Cumulative responses in unimodal trials. The scale has been collapsed so that 0° corresponds to stimulus position. In the auditory subplot, the position of the visual stimulus in the previous audiovisual discrepant trials was at +12° (gray line). In the visual subplot, the position of the auditory stimulus in the previous audiovisual discrepant trials was at −12° (gray line). Data points correspond to the cumulative proportion of responses at each spatial position relative to the source. For example, the values at 5° reveal the proportion of times the stimuli were localized anywhere in the left and up to 5° to the right of the stimulus. Data points are per subject (S1–S11), and each represents 288 trials in the auditory subplot and 576 trials in the visual subplot. The scale has been obtained by subtracting the stimulus position to the stimulus response, correcting across subjects with different orientation of discrepant trials, and computing the cumulative relative frequencies. The psychometric curves were obtained using the logistic function. Auditory estimates were shifted and varied across participants. Visual estimates were accurate and stable across participants (color figure online)

On average, all subjects localized the visual source close to its position, but presented a small shift in the perceived auditory source locations. The individual and across-subject localization results of the unimodal trials are presented in Fig. 2.

The visual responses were very accurate, with a mean localization position at −0.067° (SD = 0.73°). Please note that in Fig. 2, the visual psychometric function appears slightly shifted to the left due to an effect of the cumulative function: since most responses are precisely at 0°, the values at that point are closer to 1 and therefore are not at 0.5 as in traditional psychometric distributions from two-alternative forced choice methods. The distribution of the visual responses was not different from the normal distribution in a Kolmogorov–Smirnov test (D10 = 0.206, p = 0.2). In a t test, it was found that the unimodal visual localization responses did not differ from the true stimulus position (t10 = 0.3044, p = 0.767). The auditory responses were shifted toward the position of the visual stimulus in the previous audiovisual discrepant trials by an average of 2.2° (SD = 2.52°). Data from unimodal auditory data were not different from the normal distribution in a Kolmogorov–Smirnov test (D10 = 0.155, p = 0.2). In a t test, it was found that the auditory localization shift, tested as the two-tailed difference between the response distribution and zero, was statistically significant (t10 = 2.8932, p < 0.05).

It must be noted that the auditory estimates plotted in Fig. 2 are averages of all estimates, obtained after all types of sequences. Since all-discrepant trials presented an audiovisual mismatch in the same direction, subjects were exposed to an average of 6° mismatch. This could lead to a recalibration mechanism, by which subjects accumulate evidence regarding average audiovisual mismatches and adapt their estimates accordingly. It was found that the average auditory shift after a sequence of all-matching trials was 1.48°, while the average shift after a sequence of all-discrepant trials was 3.48°. The results from the all-matching sequences show that, indeed, despite recent sensory experience correcting the auditory shifts, a background, possibly longer-term, recalibration effect took place, due to the prolonged exposure to audiovisual pairs that were, on average, shifted. The results from the all-discrepant sequences show that, despite such longer-term recalibration, recent sensory experience greatly impacts the localization shift

By considering only the audiovisual discrepant trials, the results also allow us to assess the extent of the immediate ventriloquist effect. The results obtained during the audiovisual discrepant trials were similar to those obtained in the unimodal trials (Table 1). The visual responses were quite accurately localized (mean = −0.09°), but there was a higher response variability (SD = 1.51°). The response distribution did not differ from normality (D10 = 0.203, p = 0.2). It was found that the visual localization responses did not differ from the stimulus position in the discrepant trials (t10 = 0.1908 p = 0.847). The auditory responses were shifted in the direction of the light stimulus by an average of 4.16° (SD = 2.88°).
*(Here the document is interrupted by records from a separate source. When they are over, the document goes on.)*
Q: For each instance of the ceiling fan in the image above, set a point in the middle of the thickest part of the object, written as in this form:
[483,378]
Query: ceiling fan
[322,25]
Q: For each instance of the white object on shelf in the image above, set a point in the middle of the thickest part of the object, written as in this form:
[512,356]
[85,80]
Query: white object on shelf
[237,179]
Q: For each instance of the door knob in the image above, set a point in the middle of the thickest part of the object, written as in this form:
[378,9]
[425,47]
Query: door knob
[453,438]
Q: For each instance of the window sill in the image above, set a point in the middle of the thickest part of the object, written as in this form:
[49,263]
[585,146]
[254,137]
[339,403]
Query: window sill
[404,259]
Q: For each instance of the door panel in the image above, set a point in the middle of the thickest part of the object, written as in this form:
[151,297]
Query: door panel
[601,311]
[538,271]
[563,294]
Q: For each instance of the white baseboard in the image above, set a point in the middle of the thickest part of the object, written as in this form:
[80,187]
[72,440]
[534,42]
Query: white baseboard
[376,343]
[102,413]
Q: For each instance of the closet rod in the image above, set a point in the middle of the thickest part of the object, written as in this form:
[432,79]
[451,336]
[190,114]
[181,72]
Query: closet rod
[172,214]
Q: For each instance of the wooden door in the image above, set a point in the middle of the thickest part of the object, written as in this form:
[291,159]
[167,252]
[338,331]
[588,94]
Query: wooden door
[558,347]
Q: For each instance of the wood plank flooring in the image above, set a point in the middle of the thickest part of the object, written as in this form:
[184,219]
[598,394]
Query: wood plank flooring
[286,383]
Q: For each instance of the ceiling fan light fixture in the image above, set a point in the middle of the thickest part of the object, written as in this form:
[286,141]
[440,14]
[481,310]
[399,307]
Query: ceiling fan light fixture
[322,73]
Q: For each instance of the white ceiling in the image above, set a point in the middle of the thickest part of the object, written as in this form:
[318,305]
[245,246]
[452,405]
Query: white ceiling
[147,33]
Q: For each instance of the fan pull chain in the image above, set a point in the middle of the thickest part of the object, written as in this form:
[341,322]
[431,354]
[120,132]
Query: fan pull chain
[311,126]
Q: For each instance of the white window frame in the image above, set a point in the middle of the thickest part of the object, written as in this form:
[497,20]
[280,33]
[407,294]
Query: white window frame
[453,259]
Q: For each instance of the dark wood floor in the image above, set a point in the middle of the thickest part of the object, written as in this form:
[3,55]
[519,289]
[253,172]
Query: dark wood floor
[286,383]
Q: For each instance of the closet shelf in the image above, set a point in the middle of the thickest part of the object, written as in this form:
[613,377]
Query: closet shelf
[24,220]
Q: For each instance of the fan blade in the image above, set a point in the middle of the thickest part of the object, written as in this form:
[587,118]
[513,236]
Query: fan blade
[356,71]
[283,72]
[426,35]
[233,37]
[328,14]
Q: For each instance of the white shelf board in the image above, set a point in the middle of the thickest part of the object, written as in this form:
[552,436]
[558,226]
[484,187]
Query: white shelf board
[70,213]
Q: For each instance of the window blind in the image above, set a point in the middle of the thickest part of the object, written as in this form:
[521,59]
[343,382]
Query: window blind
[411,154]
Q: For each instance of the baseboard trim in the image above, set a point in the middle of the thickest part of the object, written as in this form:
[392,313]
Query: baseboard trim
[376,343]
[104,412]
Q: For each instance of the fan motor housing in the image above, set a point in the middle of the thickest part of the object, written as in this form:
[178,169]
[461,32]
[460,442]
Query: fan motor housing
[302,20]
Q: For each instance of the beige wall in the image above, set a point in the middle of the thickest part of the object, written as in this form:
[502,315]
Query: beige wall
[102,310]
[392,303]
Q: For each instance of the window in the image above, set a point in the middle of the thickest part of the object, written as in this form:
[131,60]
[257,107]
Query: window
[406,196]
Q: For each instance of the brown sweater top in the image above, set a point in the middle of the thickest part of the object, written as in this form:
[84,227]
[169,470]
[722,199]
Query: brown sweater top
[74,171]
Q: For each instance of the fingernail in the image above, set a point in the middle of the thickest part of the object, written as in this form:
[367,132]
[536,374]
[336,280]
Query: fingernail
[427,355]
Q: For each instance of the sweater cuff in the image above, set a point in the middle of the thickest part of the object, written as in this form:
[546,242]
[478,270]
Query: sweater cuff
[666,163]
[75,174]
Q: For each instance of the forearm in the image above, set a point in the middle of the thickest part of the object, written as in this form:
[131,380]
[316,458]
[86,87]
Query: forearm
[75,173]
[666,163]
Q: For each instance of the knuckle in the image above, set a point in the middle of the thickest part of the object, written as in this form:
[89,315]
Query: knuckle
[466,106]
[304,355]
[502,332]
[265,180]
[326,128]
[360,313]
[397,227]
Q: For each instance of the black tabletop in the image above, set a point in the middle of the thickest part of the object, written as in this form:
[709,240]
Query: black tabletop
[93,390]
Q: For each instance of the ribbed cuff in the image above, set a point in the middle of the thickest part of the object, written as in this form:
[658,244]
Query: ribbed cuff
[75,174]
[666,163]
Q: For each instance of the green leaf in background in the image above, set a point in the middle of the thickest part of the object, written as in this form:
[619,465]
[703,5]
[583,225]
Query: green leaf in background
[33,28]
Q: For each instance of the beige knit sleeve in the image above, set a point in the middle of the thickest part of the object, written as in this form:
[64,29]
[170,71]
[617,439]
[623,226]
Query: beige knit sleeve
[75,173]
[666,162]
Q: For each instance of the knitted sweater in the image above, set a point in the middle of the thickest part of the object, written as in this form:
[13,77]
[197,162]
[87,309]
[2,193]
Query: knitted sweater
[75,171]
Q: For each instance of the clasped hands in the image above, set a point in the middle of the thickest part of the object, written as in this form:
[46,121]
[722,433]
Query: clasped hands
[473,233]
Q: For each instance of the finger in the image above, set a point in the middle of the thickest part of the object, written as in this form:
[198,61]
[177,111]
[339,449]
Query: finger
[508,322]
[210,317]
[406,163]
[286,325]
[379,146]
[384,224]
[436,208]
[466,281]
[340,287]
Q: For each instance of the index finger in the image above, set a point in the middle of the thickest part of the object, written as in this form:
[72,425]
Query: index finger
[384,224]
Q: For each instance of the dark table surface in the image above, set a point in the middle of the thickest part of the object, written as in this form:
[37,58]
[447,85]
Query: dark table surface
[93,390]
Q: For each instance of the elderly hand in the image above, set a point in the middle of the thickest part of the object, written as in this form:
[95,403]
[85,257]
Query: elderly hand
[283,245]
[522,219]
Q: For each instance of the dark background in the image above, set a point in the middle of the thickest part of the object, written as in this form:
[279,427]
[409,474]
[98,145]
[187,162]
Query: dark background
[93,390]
Response distribution was not different from the normal distribution (D10 = 0.208, p = 0.2). The auditory shift was statistically significant (t10 = 4.7973, p < 0.001), revealing a multi-sensory bias on the auditory localization due to the presence of the visual stimulus. In audiovisual discrepant trials, visual and auditory stimuli were only rarely reported as co-localized. More specifically, only in 5 % of the trials did subjects provide identical visual and auditory estimates. However, there was great individual variability at this level. Two subjects never reported the stimuli as co-localized, while one subject did so in as many as 39 % of the trials. Therefore, it seems that subjects mostly did not perceive the audiovisual discrepant events as a unitary event. This would mean that the calibration effects found in the subsequent auditory trials cannot be explained by perceived unity during the audiovisual experience.

Table 1.

Summary of localization mean and standard deviation (SD) in unimodal, audiovisual discrepant, and audiovisual matching trials

Condition Mean visual SD visual Mean auditory SD auditory
Unimodal 0.067° 0.73° 2.2° 2.52°
Discrepant −0.09° 1.51° 4.16° 2.88°
Matching 0.07° 0.94° 1.28° 2.18°

In the audiovisual matching trials, the visual stimulus was once again well localized (mean 0.07°). Response variability (SD = 0.94°) was higher than in the unimodal visual trials, but lower than in audiovisual discrepant trials. The auditory stimulus in the matching trials was still perceived as slightly shifted (mean 1.28°), although less so than in the auditory and audiovisual discrepant trials. Response variability was also large (SD = 2.18°), but less than in the remaining auditory conditions. In matching trials, both the visual and auditory response distributions were not different from the normal distribution (visual D10 = 0.173, p = 0.2; auditory D10 = 0.231, p = 0.1). In t tests for the audiovisual matching trials, it was found that the visual localization responses did not differ from the stimulus position (t10 = 0.2327, p = 0.821), and neither did the auditory responses (t10 = 1.9474, p = 0.08), although there was a trend toward significance. In an average of 47 % of the trials, visual and auditory stimuli were reported as being at exactly the same location.

Auditory shifts

So far, results presented all data pooled together without distinguishing between prior presented trials. In this section, we take a look into auditory localization shifts, accounting for time and for the events in the sequence. The auditory shift was calculated as the difference between the auditory stimulus position and the auditory position estimate, as given by:

SHA=S^A-SA 1

where SHA is the auditory shift, SA is the auditory stimulus position and S^A is the auditory position subjective response. This formula was applied to data from subjects that had light to the right of the auditory stimuli; the remaining subjects had their results further multiplied by −1.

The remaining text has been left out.